Other types of authentication could include but are not limited to:
- Finger Print Recognition
- Retinal scanners
- Face Recognition
Try this example:
You have a house, with a safe, inside is a gold bar. The safe has a combination on it that only you know and the house has a door that is locked, only you have the key for this door. It takes two steps of “authentication” to get into the safe and retrieve your gold.
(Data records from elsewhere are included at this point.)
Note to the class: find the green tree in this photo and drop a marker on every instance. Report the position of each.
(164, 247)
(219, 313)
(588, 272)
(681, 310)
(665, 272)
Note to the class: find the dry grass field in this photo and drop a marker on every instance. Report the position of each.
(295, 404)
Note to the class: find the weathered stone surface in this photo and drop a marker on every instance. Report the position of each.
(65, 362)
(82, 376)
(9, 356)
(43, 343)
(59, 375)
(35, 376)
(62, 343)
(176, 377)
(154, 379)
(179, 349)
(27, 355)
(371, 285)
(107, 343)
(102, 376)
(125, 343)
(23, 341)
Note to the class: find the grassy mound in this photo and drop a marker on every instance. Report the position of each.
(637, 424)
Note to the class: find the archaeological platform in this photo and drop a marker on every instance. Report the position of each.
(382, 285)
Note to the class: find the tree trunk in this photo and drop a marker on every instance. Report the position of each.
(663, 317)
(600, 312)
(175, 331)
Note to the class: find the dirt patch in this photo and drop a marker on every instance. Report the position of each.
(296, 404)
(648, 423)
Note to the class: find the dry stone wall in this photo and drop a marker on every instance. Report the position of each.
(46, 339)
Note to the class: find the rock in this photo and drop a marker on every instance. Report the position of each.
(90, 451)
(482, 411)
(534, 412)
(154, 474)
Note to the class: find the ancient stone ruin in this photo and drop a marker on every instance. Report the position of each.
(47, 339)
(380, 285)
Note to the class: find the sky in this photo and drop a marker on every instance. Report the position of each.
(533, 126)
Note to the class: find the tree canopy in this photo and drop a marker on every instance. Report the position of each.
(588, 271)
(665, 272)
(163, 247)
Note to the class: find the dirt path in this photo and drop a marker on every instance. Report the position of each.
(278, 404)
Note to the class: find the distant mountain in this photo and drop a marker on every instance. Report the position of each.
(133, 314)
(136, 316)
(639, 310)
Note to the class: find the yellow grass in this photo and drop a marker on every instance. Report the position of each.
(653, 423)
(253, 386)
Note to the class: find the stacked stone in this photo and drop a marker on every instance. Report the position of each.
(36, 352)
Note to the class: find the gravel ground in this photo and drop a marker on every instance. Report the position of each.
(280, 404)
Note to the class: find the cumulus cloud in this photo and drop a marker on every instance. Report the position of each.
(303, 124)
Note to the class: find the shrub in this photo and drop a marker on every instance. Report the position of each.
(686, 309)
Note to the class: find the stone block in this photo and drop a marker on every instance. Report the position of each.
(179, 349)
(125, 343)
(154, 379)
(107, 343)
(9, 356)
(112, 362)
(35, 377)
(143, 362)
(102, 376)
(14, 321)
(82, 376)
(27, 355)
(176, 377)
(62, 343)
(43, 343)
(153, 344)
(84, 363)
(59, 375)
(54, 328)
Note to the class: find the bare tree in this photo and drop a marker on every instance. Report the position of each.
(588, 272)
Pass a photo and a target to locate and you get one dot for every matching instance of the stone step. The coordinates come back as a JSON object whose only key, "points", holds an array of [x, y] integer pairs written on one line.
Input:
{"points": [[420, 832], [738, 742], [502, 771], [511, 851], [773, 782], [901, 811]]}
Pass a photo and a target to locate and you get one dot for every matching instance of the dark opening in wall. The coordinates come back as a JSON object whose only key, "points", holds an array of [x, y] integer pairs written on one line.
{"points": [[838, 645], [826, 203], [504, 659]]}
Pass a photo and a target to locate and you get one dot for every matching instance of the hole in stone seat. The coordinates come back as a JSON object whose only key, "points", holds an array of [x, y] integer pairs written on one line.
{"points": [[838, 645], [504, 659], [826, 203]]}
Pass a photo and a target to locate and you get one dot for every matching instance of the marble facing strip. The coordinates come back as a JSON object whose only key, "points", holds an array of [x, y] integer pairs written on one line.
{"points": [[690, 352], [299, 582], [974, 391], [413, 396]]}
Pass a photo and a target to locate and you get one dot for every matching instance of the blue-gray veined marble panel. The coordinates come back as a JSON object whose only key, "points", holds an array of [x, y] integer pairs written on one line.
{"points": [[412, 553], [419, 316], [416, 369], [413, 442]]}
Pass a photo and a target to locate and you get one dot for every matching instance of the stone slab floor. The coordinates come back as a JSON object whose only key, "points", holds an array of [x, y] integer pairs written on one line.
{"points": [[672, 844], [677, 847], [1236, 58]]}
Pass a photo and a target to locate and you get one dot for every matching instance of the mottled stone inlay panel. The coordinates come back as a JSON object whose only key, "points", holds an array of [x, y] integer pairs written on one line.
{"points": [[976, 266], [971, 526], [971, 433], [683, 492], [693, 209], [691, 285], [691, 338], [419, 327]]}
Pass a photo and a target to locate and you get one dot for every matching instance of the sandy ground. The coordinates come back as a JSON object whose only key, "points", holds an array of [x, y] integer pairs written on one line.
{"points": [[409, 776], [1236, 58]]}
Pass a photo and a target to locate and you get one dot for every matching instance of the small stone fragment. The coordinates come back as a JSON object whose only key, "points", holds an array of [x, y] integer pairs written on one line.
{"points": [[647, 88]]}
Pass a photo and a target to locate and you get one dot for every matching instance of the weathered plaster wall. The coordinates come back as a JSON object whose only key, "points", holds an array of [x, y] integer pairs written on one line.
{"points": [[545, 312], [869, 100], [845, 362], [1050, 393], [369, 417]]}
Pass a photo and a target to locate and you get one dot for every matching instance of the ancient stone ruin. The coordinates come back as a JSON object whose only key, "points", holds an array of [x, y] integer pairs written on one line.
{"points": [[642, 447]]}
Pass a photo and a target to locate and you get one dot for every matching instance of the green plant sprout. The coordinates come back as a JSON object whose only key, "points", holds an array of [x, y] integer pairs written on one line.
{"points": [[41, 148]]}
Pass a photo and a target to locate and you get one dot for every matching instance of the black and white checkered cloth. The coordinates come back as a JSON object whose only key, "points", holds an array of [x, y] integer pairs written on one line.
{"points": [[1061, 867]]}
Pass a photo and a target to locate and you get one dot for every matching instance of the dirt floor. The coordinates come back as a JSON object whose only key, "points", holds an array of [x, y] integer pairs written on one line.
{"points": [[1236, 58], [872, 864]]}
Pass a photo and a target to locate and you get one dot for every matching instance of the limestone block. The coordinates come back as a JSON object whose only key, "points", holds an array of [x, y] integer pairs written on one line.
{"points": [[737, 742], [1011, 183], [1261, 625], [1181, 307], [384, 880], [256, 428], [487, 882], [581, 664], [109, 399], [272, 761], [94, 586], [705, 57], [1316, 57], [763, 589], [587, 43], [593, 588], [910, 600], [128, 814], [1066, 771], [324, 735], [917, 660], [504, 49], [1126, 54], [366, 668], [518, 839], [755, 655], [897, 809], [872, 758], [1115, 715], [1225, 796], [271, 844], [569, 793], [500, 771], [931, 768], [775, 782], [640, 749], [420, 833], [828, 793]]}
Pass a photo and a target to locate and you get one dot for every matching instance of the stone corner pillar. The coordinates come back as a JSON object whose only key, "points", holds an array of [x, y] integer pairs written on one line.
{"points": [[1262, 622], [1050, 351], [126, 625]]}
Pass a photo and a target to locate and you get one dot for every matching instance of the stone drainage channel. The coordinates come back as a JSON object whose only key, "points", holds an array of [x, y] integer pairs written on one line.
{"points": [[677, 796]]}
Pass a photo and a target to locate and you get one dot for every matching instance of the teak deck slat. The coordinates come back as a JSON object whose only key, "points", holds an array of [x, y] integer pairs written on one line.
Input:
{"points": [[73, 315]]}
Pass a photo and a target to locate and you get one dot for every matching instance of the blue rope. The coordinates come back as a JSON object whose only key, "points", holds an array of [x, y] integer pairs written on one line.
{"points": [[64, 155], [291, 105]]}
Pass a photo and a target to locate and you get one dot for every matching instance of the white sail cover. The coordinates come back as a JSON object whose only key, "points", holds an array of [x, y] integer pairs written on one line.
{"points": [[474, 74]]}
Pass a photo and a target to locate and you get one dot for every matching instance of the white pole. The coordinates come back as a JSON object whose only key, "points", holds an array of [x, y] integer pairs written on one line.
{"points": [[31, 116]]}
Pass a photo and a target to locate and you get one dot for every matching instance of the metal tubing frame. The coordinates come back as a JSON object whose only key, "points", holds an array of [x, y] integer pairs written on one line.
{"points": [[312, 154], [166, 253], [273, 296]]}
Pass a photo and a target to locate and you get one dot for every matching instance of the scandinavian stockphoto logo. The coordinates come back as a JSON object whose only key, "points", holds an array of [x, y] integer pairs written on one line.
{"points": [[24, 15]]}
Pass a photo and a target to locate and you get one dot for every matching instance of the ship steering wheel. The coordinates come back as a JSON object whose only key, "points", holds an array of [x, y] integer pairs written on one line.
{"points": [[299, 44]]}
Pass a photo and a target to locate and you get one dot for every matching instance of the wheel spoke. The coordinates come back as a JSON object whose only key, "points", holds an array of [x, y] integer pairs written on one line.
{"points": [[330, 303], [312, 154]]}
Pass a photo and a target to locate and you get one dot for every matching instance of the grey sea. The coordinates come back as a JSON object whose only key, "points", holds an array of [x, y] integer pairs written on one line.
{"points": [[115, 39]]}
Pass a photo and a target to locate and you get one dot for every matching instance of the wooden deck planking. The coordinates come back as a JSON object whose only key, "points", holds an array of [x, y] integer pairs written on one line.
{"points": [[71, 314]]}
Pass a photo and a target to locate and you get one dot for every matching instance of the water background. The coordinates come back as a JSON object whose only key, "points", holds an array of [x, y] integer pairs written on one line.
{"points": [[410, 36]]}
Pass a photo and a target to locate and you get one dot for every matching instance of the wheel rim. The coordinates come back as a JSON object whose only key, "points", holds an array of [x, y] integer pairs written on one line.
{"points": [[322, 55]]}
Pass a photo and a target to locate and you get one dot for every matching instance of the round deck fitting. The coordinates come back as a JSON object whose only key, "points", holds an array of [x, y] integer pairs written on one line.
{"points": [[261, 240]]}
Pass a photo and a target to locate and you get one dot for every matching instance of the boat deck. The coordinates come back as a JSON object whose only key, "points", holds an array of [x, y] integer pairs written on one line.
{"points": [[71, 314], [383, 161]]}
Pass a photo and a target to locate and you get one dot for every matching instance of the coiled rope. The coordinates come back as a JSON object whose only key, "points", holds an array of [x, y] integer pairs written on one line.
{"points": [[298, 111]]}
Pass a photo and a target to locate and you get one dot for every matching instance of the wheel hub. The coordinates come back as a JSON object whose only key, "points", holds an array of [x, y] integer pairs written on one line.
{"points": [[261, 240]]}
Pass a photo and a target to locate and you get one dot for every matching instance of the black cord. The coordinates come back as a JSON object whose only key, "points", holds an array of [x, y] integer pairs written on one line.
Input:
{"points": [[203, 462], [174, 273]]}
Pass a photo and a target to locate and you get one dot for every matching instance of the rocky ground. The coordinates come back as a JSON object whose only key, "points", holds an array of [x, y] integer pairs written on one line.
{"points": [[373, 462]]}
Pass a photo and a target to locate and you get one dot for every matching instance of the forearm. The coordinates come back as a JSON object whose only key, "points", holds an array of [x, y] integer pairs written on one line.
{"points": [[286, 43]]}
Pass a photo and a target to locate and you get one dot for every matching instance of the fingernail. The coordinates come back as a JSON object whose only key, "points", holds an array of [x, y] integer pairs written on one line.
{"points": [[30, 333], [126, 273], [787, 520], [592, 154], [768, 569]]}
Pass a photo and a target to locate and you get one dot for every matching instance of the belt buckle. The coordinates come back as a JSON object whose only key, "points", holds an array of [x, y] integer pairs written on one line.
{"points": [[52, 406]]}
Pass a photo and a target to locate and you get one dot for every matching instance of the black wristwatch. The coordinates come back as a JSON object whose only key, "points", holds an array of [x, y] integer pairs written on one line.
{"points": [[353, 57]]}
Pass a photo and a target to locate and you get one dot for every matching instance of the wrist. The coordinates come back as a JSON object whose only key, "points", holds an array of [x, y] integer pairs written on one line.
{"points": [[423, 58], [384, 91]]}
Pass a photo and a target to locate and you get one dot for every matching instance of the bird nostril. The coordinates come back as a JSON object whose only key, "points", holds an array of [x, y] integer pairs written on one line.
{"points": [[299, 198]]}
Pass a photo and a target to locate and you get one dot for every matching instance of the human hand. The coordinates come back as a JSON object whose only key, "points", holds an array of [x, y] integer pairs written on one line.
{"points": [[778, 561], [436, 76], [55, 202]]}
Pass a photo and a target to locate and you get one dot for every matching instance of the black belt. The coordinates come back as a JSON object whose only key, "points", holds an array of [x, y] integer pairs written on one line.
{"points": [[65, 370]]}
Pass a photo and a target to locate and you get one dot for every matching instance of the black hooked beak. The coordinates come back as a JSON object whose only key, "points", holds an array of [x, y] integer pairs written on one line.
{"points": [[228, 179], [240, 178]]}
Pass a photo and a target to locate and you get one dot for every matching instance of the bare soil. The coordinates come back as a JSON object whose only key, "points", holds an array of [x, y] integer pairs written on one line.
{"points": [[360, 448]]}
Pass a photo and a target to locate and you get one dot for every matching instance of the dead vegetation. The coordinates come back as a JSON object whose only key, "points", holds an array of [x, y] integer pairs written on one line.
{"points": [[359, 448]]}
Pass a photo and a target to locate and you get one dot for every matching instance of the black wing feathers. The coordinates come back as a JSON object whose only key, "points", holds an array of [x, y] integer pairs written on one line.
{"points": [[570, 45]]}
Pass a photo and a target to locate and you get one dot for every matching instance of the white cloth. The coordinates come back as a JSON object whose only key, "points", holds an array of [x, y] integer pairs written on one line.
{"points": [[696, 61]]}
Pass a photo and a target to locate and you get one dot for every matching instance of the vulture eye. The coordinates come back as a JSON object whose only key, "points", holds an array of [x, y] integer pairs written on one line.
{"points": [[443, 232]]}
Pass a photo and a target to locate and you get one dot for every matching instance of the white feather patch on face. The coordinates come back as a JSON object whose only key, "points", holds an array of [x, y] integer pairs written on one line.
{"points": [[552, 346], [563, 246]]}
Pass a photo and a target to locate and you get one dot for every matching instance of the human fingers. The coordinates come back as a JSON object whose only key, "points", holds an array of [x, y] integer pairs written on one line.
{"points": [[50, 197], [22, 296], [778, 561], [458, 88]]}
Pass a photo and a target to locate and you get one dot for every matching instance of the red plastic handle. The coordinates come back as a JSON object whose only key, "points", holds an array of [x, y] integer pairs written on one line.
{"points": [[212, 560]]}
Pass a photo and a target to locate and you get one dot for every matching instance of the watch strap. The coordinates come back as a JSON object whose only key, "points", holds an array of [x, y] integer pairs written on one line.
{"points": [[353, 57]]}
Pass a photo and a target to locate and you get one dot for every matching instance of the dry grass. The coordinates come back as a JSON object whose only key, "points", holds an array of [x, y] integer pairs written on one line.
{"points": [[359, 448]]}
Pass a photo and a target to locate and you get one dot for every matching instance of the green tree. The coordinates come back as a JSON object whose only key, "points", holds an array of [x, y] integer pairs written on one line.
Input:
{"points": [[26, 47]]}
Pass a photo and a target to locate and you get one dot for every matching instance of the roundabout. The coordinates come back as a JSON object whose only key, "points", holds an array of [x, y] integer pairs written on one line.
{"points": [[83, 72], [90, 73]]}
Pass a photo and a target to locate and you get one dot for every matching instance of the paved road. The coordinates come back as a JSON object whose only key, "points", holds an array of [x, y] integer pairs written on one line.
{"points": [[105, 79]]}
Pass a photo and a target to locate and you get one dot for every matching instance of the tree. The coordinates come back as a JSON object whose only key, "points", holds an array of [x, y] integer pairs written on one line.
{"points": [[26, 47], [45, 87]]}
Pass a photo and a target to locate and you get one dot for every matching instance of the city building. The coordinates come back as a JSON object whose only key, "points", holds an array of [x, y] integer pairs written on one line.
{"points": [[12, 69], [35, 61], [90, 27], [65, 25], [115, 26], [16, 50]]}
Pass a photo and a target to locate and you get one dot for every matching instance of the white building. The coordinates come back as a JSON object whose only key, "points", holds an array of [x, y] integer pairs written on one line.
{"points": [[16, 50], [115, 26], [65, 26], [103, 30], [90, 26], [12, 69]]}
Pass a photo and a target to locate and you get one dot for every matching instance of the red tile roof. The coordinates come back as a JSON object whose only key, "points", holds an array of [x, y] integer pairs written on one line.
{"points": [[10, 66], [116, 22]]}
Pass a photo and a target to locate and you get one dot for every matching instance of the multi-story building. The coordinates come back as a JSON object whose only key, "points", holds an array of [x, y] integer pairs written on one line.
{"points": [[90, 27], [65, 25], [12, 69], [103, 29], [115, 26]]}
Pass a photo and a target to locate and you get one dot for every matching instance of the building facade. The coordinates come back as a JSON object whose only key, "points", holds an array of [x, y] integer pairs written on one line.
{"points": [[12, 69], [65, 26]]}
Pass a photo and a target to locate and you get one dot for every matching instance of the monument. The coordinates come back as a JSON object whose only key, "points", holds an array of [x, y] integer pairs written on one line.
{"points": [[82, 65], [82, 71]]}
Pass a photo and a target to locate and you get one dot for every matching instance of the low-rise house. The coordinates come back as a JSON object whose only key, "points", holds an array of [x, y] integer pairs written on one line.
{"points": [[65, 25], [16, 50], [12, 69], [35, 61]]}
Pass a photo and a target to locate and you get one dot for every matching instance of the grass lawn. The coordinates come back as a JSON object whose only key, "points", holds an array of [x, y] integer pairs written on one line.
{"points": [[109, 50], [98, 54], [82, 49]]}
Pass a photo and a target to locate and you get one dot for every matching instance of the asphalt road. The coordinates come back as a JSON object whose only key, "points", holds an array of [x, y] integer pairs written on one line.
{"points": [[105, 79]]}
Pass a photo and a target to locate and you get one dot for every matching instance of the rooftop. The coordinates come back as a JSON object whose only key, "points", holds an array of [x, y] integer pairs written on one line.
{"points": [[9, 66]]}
If you added more doors with different locks this would add more “authentication” and it would make the house harder to enter to get to the safe.
How does it work?
There are multiple ways that 2FA tokens work, one method is time based. Both the server and client take the current time e.g. 15:15 they then turn this into a number 1515 and run it through an algorithm that hashes it into a multiple digit code, both devices use the same algorithm to generate the code and thus both generate the same code (as long as the times match), this is obviously a very simplified explanation but shows how both the server and client generate the same codes securely.
To setup 2FA in most cases the website you are using will have a QR-Code that you can scan into an app such as Authy or Google Authenticator, this will then display a numbered token for around 8 seconds before expiring and a new code being generated. After you have entered your conventional username and password you would be prompted for your “Token” once entered you will be authenticated into your account. If you don’t type the token and submit it before the token expires your authentication would fail and you would need to enter the new token.
How Secure is 2FA?
Like any security mechanism there are ways that it can be hacked/compromised, however with two layers of authentication we are making it much harder for any hacker to gain access to our accounts, most people use the same password across multiple websites, with this method if someone does get that password but doesn’t have the 2FA Token then they arent getting into your accounts.
Not all deployments of 2FA are as secure as others, this comes down to the algorithms that are used and the reliance on any 3rd party servers to generate the 2FA Tokens. The type of 2FA used would really depend on the application and users that would be using it. Hardware based 2FA is much more secure than software based but relies on 3rd party hardware.
Personally I believe that 2FA should be used where possible, if you have a smartphone that can install one of the 2FA applications I see no reason to avoid this.
It makes your accounts and personal information more secure and most importantly harder to hack!